CIO continues to believe that positive market fundamentals will likely drive equities higher in the coming months. (۶Ƶ)

The Fed is likely to lower rates further, creating a favorable backdrop for stocks. While Powell made clear that policymakers remain mindful of inflation risks despite the 25-basis-point rate reduction last week, CIO believes the Fed overall will prioritize labor market weakness over what is still likely to be a temporary increase in inflation. Powell has said he is expecting an only one-off price increase from tariffs, and both market and survey measures of longer-run inflation expectations remain at levels consistent with the Fed’s 2% target. With the federal funds rate still above the average estimate of “neutral,” CIO thinks the Fed has room to cut more before running the risk of stoking higher inflation. CIO expects 75 basis points of additional rate cuts between now and the end of the first quarter of 2026.
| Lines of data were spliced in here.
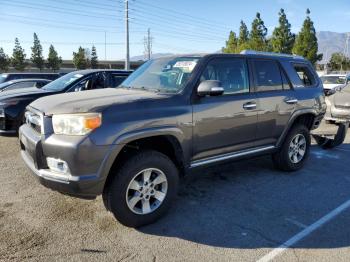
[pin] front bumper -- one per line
(7, 126)
(85, 180)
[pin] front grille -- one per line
(34, 120)
(342, 107)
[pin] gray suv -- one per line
(132, 144)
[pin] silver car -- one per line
(334, 126)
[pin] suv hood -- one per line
(90, 101)
(28, 91)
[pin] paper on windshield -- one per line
(186, 66)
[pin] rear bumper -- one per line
(85, 179)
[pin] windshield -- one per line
(333, 80)
(3, 78)
(3, 85)
(166, 75)
(61, 83)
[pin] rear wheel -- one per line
(143, 189)
(294, 151)
(328, 143)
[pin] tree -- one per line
(37, 53)
(79, 59)
(283, 39)
(4, 60)
(338, 62)
(18, 56)
(243, 38)
(306, 43)
(53, 60)
(94, 58)
(231, 44)
(258, 34)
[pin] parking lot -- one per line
(240, 211)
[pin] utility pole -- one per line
(346, 51)
(127, 57)
(105, 46)
(148, 45)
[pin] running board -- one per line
(228, 156)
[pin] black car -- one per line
(14, 102)
(4, 77)
(23, 83)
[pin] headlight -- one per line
(9, 102)
(76, 124)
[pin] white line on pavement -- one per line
(307, 231)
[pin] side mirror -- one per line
(329, 92)
(210, 88)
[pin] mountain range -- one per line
(328, 43)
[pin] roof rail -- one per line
(253, 52)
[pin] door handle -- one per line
(249, 106)
(291, 100)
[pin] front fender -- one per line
(292, 119)
(126, 138)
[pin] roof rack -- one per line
(253, 52)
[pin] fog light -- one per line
(57, 165)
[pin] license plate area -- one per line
(33, 149)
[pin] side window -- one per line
(84, 84)
(286, 84)
(231, 72)
(98, 81)
(267, 75)
(305, 75)
(116, 79)
(40, 84)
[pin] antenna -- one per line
(148, 45)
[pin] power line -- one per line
(71, 43)
(55, 9)
(179, 32)
(186, 16)
(180, 21)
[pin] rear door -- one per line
(276, 99)
(225, 123)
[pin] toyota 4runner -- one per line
(131, 144)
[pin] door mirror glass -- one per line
(210, 88)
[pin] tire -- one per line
(282, 159)
(119, 196)
(320, 140)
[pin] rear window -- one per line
(306, 77)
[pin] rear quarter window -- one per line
(305, 75)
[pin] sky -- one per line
(181, 26)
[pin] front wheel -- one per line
(143, 189)
(295, 149)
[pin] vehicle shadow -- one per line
(249, 204)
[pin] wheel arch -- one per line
(169, 141)
(307, 117)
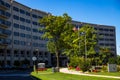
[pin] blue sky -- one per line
(106, 12)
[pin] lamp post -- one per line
(37, 51)
(34, 59)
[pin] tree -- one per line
(84, 42)
(57, 30)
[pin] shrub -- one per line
(85, 65)
(104, 68)
(118, 68)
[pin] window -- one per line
(22, 35)
(7, 5)
(22, 11)
(15, 9)
(8, 14)
(28, 21)
(22, 27)
(34, 16)
(27, 13)
(16, 25)
(16, 17)
(34, 23)
(22, 19)
(111, 30)
(8, 32)
(8, 23)
(22, 42)
(16, 33)
(40, 17)
(35, 37)
(35, 30)
(8, 41)
(28, 36)
(16, 42)
(28, 29)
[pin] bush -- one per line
(104, 68)
(118, 68)
(85, 65)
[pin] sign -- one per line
(112, 67)
(34, 58)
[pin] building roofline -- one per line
(93, 24)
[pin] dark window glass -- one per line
(28, 36)
(40, 17)
(8, 14)
(7, 5)
(16, 33)
(34, 23)
(16, 25)
(22, 27)
(22, 42)
(35, 30)
(16, 17)
(16, 42)
(34, 16)
(27, 13)
(22, 11)
(35, 37)
(22, 35)
(15, 9)
(111, 30)
(8, 23)
(28, 29)
(22, 19)
(28, 21)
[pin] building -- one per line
(20, 38)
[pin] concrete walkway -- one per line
(65, 70)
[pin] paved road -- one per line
(15, 75)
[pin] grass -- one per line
(107, 73)
(48, 75)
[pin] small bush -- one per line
(118, 68)
(85, 65)
(104, 68)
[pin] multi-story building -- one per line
(20, 38)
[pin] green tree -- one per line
(57, 30)
(84, 41)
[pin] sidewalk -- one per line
(65, 70)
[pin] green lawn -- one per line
(48, 75)
(107, 73)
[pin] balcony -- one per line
(5, 42)
(3, 5)
(2, 15)
(4, 33)
(4, 24)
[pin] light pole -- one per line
(37, 52)
(34, 59)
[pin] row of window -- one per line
(4, 4)
(27, 36)
(6, 23)
(17, 42)
(6, 32)
(26, 12)
(3, 13)
(27, 28)
(104, 29)
(25, 20)
(106, 34)
(107, 44)
(5, 41)
(102, 39)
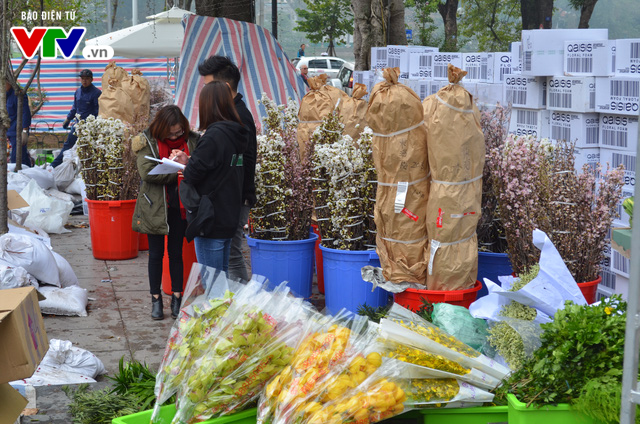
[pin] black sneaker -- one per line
(175, 306)
(156, 308)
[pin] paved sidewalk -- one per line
(119, 320)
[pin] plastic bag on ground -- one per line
(46, 212)
(41, 176)
(64, 174)
(69, 301)
(12, 277)
(458, 322)
(32, 255)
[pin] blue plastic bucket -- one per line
(280, 261)
(492, 265)
(343, 283)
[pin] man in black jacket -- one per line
(221, 68)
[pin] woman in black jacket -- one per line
(215, 170)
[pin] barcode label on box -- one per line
(628, 161)
(440, 71)
(625, 88)
(619, 264)
(635, 51)
(425, 60)
(560, 100)
(517, 96)
(527, 117)
(615, 138)
(579, 64)
(560, 133)
(527, 60)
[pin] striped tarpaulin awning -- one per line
(264, 67)
(59, 78)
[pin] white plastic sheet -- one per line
(46, 212)
(69, 301)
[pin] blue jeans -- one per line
(26, 159)
(71, 141)
(213, 252)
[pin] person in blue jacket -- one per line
(85, 102)
(12, 133)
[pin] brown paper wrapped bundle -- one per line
(113, 72)
(116, 103)
(456, 159)
(353, 111)
(138, 89)
(400, 156)
(315, 105)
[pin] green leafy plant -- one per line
(582, 343)
(99, 406)
(136, 378)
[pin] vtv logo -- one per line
(49, 39)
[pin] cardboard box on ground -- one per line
(23, 344)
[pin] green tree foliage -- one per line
(493, 23)
(329, 20)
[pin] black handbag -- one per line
(200, 212)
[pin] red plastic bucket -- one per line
(188, 258)
(589, 289)
(411, 298)
(144, 243)
(319, 266)
(111, 235)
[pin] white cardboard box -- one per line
(543, 49)
(533, 122)
(441, 62)
(525, 92)
(379, 58)
(628, 57)
(619, 132)
(581, 128)
(571, 94)
(627, 159)
(618, 95)
(479, 66)
(502, 66)
(587, 156)
(587, 58)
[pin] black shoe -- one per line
(175, 306)
(156, 308)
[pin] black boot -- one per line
(156, 308)
(175, 306)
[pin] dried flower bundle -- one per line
(107, 162)
(283, 180)
(491, 237)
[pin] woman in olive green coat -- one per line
(158, 211)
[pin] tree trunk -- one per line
(585, 13)
(240, 10)
(5, 55)
(448, 11)
(397, 32)
(535, 12)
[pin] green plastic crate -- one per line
(561, 414)
(246, 417)
(167, 413)
(475, 415)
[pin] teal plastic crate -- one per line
(560, 414)
(475, 415)
(167, 413)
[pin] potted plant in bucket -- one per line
(537, 186)
(282, 246)
(108, 168)
(344, 184)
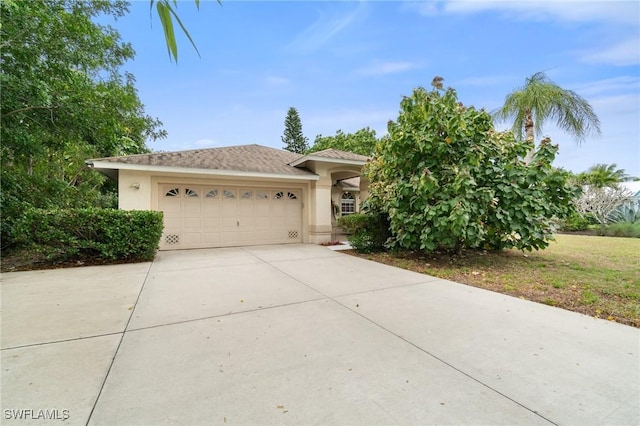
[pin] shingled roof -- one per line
(237, 160)
(242, 158)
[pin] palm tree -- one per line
(602, 175)
(541, 99)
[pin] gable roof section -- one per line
(242, 160)
(332, 156)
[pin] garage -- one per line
(200, 216)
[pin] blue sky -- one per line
(346, 65)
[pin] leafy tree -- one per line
(64, 99)
(539, 100)
(447, 180)
(602, 175)
(293, 138)
(361, 142)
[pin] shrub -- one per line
(67, 234)
(369, 231)
(622, 229)
(575, 222)
(448, 181)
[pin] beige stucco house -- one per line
(240, 195)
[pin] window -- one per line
(347, 204)
(174, 192)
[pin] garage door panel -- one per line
(198, 216)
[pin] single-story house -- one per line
(240, 195)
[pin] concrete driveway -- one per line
(299, 334)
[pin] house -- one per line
(240, 195)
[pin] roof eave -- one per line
(104, 166)
(307, 158)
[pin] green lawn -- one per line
(597, 276)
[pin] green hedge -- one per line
(109, 234)
(369, 231)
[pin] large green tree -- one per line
(65, 98)
(448, 180)
(361, 142)
(540, 100)
(293, 138)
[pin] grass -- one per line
(597, 276)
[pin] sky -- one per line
(347, 64)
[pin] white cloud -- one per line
(274, 80)
(609, 86)
(349, 120)
(385, 68)
(482, 81)
(324, 29)
(626, 52)
(621, 11)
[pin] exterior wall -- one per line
(321, 219)
(140, 190)
(134, 190)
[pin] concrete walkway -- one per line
(300, 334)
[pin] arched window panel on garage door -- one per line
(173, 192)
(191, 193)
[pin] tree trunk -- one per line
(528, 131)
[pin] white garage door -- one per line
(199, 216)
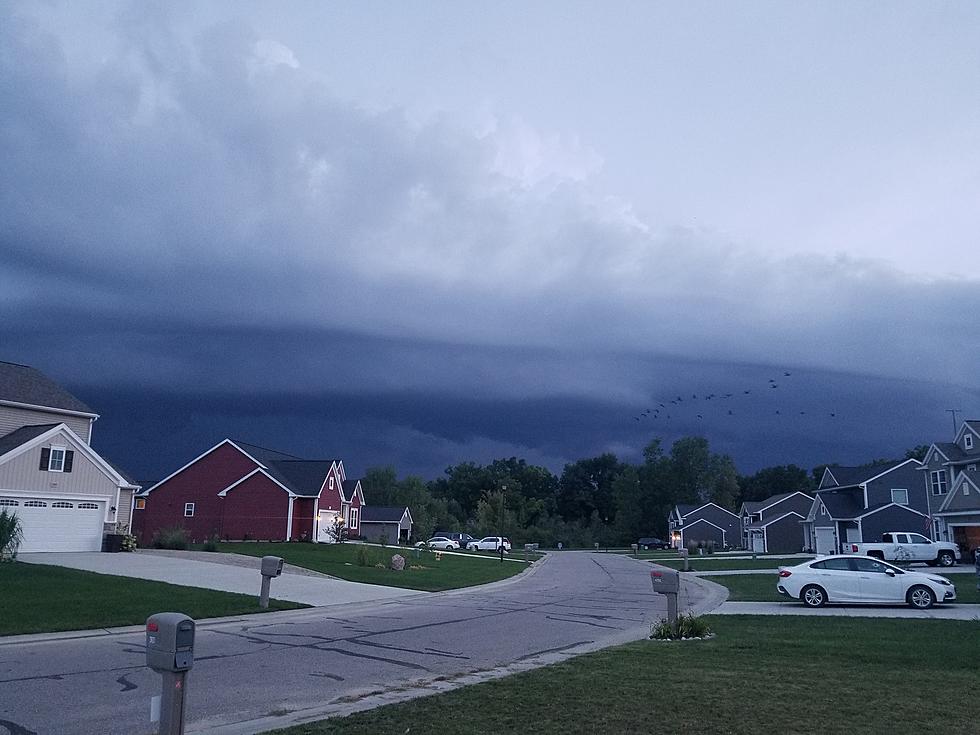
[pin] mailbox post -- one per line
(170, 651)
(271, 567)
(667, 582)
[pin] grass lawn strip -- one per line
(713, 564)
(445, 572)
(36, 598)
(762, 587)
(789, 675)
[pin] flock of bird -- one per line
(667, 407)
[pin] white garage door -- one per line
(58, 525)
(826, 541)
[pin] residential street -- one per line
(268, 670)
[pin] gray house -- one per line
(392, 524)
(858, 504)
(65, 494)
(773, 525)
(952, 482)
(708, 522)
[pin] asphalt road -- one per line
(263, 671)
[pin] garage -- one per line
(58, 524)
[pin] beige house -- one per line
(65, 494)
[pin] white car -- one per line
(439, 542)
(861, 579)
(489, 543)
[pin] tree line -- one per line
(595, 500)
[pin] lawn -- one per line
(717, 564)
(451, 571)
(35, 598)
(762, 587)
(787, 675)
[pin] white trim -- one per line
(49, 409)
(78, 446)
(257, 470)
(701, 507)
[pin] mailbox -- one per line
(271, 566)
(169, 642)
(666, 582)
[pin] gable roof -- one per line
(22, 435)
(22, 384)
(384, 513)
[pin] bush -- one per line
(171, 538)
(11, 534)
(687, 626)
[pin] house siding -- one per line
(256, 509)
(200, 484)
(85, 478)
(12, 418)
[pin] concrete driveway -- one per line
(228, 575)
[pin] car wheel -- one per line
(813, 596)
(920, 597)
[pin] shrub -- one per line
(170, 538)
(11, 534)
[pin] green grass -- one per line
(36, 598)
(789, 675)
(762, 587)
(716, 564)
(340, 560)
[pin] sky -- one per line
(418, 234)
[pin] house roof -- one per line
(302, 476)
(20, 436)
(842, 503)
(382, 513)
(24, 384)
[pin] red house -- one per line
(239, 491)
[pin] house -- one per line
(391, 524)
(65, 494)
(691, 524)
(240, 491)
(773, 525)
(858, 504)
(952, 482)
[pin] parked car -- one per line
(463, 539)
(907, 547)
(653, 543)
(439, 542)
(489, 543)
(861, 579)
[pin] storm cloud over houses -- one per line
(204, 234)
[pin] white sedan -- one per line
(439, 542)
(861, 579)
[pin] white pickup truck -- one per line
(908, 547)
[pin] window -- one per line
(56, 459)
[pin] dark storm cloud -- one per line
(203, 217)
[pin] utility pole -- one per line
(954, 411)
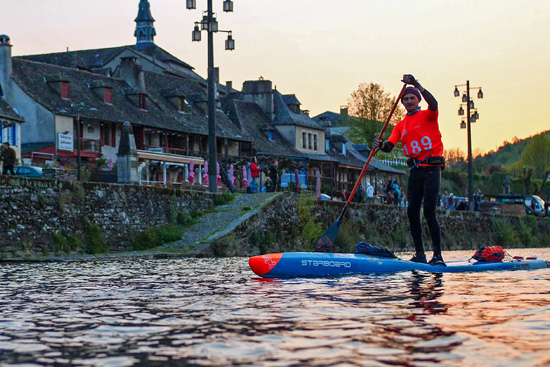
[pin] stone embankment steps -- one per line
(216, 224)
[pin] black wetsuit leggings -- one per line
(424, 183)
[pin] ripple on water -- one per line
(215, 312)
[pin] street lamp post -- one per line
(210, 24)
(468, 125)
(78, 140)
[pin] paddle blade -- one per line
(326, 242)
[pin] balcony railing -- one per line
(90, 145)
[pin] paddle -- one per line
(326, 241)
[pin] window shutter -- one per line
(113, 135)
(108, 95)
(65, 90)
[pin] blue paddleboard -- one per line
(318, 264)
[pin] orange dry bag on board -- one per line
(489, 254)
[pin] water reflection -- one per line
(215, 312)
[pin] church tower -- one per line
(145, 31)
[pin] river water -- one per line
(216, 312)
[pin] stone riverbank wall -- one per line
(46, 217)
(293, 224)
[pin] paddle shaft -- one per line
(372, 152)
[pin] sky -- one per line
(322, 50)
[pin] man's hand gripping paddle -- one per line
(326, 242)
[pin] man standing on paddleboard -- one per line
(421, 139)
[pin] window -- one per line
(64, 90)
(113, 135)
(9, 134)
(106, 134)
(142, 102)
(108, 95)
(181, 104)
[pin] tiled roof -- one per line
(160, 112)
(97, 58)
(8, 113)
(251, 119)
(291, 99)
(284, 116)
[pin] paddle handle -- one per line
(372, 152)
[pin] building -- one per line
(76, 102)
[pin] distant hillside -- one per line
(508, 153)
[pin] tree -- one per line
(369, 107)
(454, 156)
(536, 157)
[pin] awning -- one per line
(166, 157)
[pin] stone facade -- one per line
(32, 211)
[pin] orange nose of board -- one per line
(264, 263)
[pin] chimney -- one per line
(261, 92)
(343, 111)
(131, 72)
(6, 68)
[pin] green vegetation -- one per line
(154, 237)
(223, 198)
(312, 230)
(158, 236)
(526, 162)
(97, 243)
(188, 219)
(263, 240)
(504, 232)
(348, 236)
(66, 244)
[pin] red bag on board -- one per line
(489, 254)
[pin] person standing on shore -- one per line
(254, 174)
(8, 157)
(421, 139)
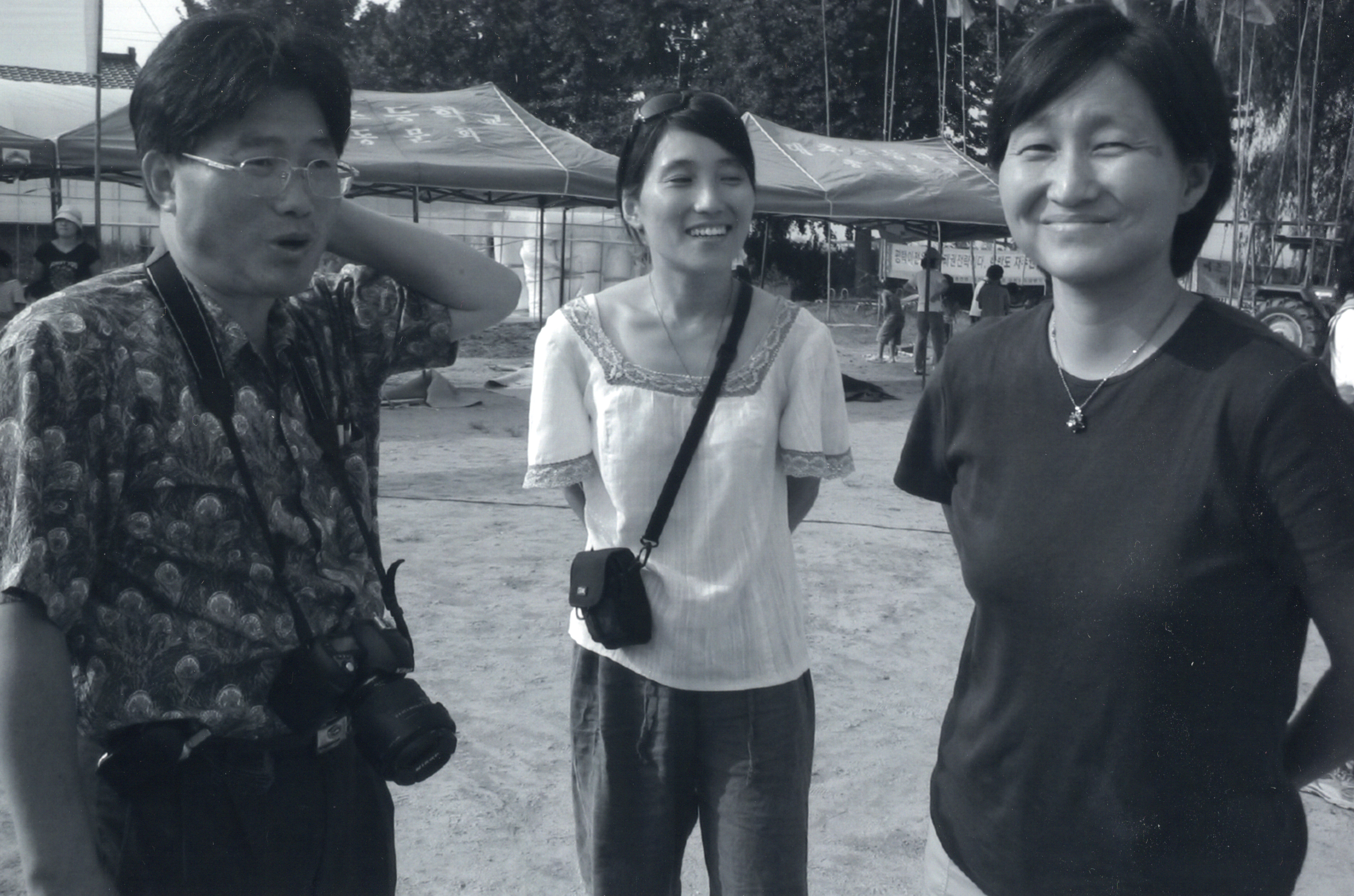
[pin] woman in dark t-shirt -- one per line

Solid earnings growth and healthy consumption are supportive of markets. Recent corporate results showed that that earnings strength was broad-based, with nearly 80% of S&P 500 companies beating sales estimates. With an estimated earnings per share growth of 8% this year and 7.5% in 2026, CIO expects solid corporate profits to underpin further equity gains. In addition, corporate and aggregate household balance sheets are in good shape, while the administration’s focus on deregulation should also be generally supportive for stocks.

Transformational innovation like artificial intelligence (AI) should continue to drive market performance for the long term. The latest US Census Bureau survey tracking AI adoption across more than a million firms in the US showed a steady sequential improvement in the AI adoption rate, and CIO thinks the industry is poised to enter the next phase of growth where penetration accelerates. This, in CIO's view, is underpinned by strong and rising global capex, continued innovation in reasoning models, a growing AI ecosystem, and an expanding scope for monetization.

So, CIO expects the S&P 500 to reach 6,800 by June 2026, while in a bull case, they believe the index could reach 7,500. Investors looking to manage timing risks should consider phasing in and using market dips to add exposure to preferred areas.